Kaum, zunächst wird er das Thema meiden, so gut er kann. Wenn das nicht geht, muss er wohl für „Vertrauen in die gemeinsame Währung“ werben. Vertrauen ist ja ohnehin das große Thema unserer Zeit. Überall geht es verloren, weshalb man ja so eifrig danach sucht.

Das hat 2008 angefangen. Damals warben die Banken um das Vertrauen ihrer Kunden. Mit Erfolg: Wir vertrauten ihnen, ohne zu wissen, warum eigentlich. Denn während wir ihnen weiterhin unsere Spargroschen vertrauensvoll überließen, liehen sich die Banken untereinander keinen Cent mehr, weil sie sich nicht mal von hier bis zur Tür trauten.

Mit der Währung scheint das ganz ähnlich zu sein.
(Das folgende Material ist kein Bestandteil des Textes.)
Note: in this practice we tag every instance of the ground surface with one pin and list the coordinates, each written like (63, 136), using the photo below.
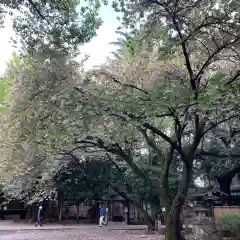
(78, 232)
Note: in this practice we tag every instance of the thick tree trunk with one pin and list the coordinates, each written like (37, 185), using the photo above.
(173, 213)
(225, 186)
(149, 220)
(173, 225)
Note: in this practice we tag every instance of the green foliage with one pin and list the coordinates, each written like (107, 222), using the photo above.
(59, 25)
(230, 223)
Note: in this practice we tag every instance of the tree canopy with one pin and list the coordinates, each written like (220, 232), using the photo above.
(58, 25)
(163, 114)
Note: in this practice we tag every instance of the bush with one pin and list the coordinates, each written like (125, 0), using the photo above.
(230, 223)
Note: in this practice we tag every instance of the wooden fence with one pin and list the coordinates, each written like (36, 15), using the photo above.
(220, 211)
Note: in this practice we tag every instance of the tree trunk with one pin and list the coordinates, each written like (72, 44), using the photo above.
(225, 186)
(149, 220)
(173, 225)
(173, 213)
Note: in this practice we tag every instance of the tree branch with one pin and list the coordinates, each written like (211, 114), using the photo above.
(38, 12)
(162, 135)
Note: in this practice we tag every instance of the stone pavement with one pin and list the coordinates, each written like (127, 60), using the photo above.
(74, 232)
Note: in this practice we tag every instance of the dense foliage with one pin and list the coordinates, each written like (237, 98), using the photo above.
(163, 112)
(230, 223)
(54, 25)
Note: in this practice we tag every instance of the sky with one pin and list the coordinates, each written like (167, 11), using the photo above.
(98, 48)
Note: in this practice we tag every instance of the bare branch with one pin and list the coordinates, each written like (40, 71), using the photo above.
(214, 125)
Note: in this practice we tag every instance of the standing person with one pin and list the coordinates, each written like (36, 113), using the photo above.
(101, 219)
(39, 217)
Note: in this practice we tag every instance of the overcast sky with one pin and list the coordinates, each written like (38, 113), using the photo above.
(98, 48)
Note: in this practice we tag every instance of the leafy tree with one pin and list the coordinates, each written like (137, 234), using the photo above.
(50, 26)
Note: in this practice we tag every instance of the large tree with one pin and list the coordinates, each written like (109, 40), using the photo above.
(55, 25)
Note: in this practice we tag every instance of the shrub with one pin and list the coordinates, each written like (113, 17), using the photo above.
(231, 223)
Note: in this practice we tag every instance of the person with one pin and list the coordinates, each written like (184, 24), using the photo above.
(101, 218)
(39, 217)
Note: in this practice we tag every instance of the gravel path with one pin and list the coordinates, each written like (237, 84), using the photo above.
(83, 233)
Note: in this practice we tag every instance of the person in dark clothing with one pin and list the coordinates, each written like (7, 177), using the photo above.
(39, 217)
(101, 218)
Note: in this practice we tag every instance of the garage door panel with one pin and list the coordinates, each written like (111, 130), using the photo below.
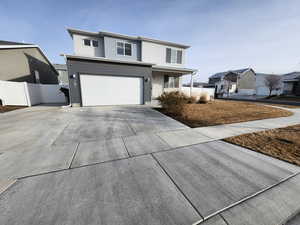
(111, 90)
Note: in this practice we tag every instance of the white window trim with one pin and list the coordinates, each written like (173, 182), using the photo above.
(176, 50)
(124, 42)
(91, 41)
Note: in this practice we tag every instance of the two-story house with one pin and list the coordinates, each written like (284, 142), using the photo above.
(113, 69)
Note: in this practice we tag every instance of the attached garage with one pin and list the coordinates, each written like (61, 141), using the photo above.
(96, 81)
(111, 90)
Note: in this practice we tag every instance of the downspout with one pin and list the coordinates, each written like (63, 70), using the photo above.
(70, 103)
(192, 83)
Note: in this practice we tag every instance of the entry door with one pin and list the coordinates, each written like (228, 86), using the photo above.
(111, 90)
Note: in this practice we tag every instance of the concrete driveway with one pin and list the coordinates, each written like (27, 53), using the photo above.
(133, 165)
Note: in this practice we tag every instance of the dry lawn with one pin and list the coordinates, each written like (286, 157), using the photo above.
(287, 98)
(8, 108)
(224, 112)
(282, 143)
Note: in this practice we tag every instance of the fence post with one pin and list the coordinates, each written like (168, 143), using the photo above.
(26, 92)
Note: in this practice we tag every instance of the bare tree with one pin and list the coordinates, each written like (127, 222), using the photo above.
(272, 82)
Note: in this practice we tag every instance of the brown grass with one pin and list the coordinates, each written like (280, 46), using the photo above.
(281, 105)
(225, 112)
(287, 98)
(8, 108)
(282, 143)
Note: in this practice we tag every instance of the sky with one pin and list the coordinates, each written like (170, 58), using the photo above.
(223, 34)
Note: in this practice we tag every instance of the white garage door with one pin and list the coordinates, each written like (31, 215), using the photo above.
(111, 90)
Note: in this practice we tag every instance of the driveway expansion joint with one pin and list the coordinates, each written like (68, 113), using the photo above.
(246, 198)
(74, 154)
(178, 188)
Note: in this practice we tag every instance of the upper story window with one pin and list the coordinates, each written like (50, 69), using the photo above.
(95, 43)
(171, 82)
(173, 56)
(88, 42)
(124, 48)
(37, 76)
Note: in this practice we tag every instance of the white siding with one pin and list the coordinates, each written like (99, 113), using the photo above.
(81, 49)
(156, 53)
(157, 85)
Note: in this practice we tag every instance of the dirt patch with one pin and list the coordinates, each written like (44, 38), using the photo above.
(286, 98)
(225, 112)
(8, 108)
(281, 143)
(284, 106)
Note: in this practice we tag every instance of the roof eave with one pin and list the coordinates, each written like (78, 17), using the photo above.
(101, 59)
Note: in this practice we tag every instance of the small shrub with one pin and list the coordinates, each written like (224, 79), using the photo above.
(204, 98)
(173, 102)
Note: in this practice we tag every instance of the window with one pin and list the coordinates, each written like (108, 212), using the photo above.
(95, 43)
(173, 56)
(37, 76)
(124, 48)
(171, 82)
(87, 42)
(127, 49)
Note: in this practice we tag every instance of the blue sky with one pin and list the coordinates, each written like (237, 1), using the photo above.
(224, 34)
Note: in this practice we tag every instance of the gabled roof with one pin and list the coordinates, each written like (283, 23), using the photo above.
(221, 74)
(60, 66)
(294, 76)
(12, 43)
(116, 35)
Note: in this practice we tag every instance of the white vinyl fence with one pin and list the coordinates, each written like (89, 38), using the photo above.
(198, 91)
(27, 94)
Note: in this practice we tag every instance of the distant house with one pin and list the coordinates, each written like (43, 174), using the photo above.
(291, 83)
(240, 82)
(63, 73)
(197, 84)
(262, 89)
(25, 63)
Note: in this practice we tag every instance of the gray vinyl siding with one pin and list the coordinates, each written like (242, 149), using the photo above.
(81, 49)
(110, 46)
(19, 65)
(80, 66)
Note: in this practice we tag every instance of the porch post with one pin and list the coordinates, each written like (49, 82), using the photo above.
(191, 83)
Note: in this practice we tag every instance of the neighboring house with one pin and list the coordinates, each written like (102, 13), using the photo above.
(262, 89)
(197, 84)
(240, 82)
(25, 63)
(115, 69)
(62, 73)
(291, 83)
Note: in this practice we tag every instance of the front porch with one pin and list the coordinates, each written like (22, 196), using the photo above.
(166, 79)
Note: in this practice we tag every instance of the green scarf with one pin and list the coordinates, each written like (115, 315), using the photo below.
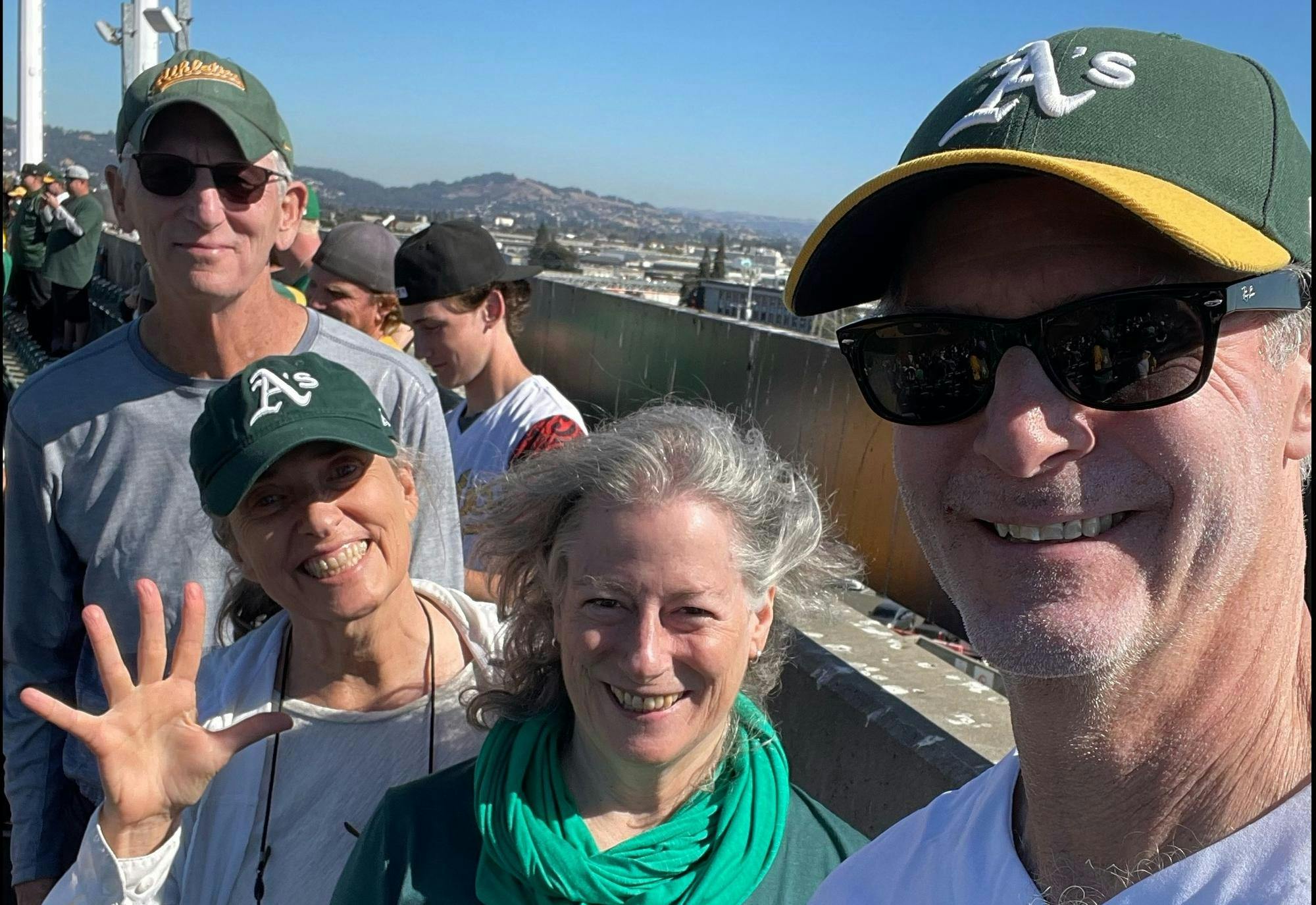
(715, 850)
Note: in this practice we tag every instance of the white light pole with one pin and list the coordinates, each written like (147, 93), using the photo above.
(147, 49)
(164, 21)
(32, 115)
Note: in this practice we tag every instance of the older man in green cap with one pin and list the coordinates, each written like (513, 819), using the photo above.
(28, 246)
(76, 220)
(97, 448)
(1094, 342)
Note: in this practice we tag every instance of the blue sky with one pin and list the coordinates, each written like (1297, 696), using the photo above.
(763, 107)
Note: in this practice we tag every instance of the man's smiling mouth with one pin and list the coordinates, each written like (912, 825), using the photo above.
(1073, 529)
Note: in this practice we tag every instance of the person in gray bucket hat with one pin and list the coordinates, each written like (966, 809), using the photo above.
(352, 280)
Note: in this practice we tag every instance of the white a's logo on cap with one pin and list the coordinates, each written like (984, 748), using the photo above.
(1032, 66)
(270, 384)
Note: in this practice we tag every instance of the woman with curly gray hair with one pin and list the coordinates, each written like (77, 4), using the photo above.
(645, 574)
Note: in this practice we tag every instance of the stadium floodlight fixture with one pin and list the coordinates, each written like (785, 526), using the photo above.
(109, 33)
(163, 18)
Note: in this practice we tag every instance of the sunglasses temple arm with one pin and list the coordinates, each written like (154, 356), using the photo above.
(1277, 291)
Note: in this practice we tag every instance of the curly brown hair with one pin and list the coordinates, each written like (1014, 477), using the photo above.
(517, 299)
Unablässig versichern uns die Euronauten, wie stabil der Euro sei, wie unzerstörbar seine Kaufkraft. Gleichzeitig fahren sie ihre langen Finger aus, um uns in die Goldreserve zu greifen. Merkwürdig: Wenn die Papierwährung so dermaßen stabil und zuverlässig ist, warum sind dann ausgerechnet ihre Herolde so scharf darauf, ihre Rettungsprogramme mit Gold abzusichern? Übrigens: Im April 1948 soll nach einer Umfrage die Mehrheit der Deutschen ihre Sparguthaben für sicher gehalten haben. Vertrauen ist eben alles.